The significant increase in cash flow was a result of high deposit inflows and low loan disbursements, according to quarterly information published on the Dhaka Stock Exchange website.

BRAC Bank’s NOCFPS almost doubled to Tk 49.51 for January-September 2024 from Tk 25.10 in the same period of the previous year.

“The NOCFPS increased significantly during the period under review, mainly due to higher mobilization of customer deposits and bank borrowings, as well as slower growth in the loan portfolio compared to the same period of the previous year,” the bank said.

The other five banks cited the same reasons for the increase in their cash flow.

On the other hand, stressed banks like Islami Bank, the largest private commercial bank, experienced a negative NOCFPS of Tk3 for the January-September period.

However, the liquidity crunch has improved compared to the same period last year, when the NOCFPS was negative by Tk48. This improvement was due to deposit placement of Taka 7,374 crore with other banks. The bank was freed from the S Alam group through the dissolution of the board of directors after the regime change.

Similarly, Social Islami Bank, previously controlled by S Alam Group, also recorded negative cash flow. However, it managed to secure deposit placements with other banks after the board restructuring.

M Sadiqul Islam, the new chairman appointed following the dissolution of the previous board of directors of Bangladesh Bank on August 25, said the bank received Tk 900 crore in cash from other banks under the guarantee of the central bank. The bank also recovered nearly Tk 800 crore in two months under the new board.

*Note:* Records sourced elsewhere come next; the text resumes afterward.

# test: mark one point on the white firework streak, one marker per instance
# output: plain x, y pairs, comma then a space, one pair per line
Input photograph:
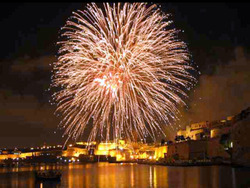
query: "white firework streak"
121, 67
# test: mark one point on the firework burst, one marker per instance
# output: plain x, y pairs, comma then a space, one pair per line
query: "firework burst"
122, 69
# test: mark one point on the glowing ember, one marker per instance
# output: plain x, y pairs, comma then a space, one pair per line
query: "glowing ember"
123, 68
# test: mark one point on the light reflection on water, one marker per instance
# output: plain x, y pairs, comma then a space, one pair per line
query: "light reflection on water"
128, 175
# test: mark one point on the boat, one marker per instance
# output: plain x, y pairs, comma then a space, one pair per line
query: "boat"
48, 175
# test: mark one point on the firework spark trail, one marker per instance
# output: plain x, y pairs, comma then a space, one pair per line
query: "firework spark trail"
121, 67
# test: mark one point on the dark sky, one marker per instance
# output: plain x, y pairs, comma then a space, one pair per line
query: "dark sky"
217, 35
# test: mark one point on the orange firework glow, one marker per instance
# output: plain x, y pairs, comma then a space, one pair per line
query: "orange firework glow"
121, 67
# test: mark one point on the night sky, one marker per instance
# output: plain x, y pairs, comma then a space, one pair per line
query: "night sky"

Speaking to reporters at a recent event, Sadiqul said several strategic steps have been taken to strengthen the bank’s liquidity position.

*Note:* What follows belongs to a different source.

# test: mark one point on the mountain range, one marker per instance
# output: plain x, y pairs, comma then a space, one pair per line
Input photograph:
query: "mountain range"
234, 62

“First of all, the bank has reactivated temporarily suspended collection accounts with 18 organizations, including DESCO, Titas, Palli Bidyut, BTCL, BRTA, DPDC and WASA, among others,” he said, adding that It expects to generate around Tk 500 crore from bill collections. , similar to previous periods.

“Second, we are honoring small payment orders and clearing checks. For a limited period, we are allowing over-the-counter cash withdrawals up to a specified amount. We believe this will help restore the confidence of our customers,” Sadiqul said.

“We are also prioritizing customers making remittances, contacting previous customers who used to send their hard-earned money through us and encouraging them to continue using SIBL for remittances,” he said. added.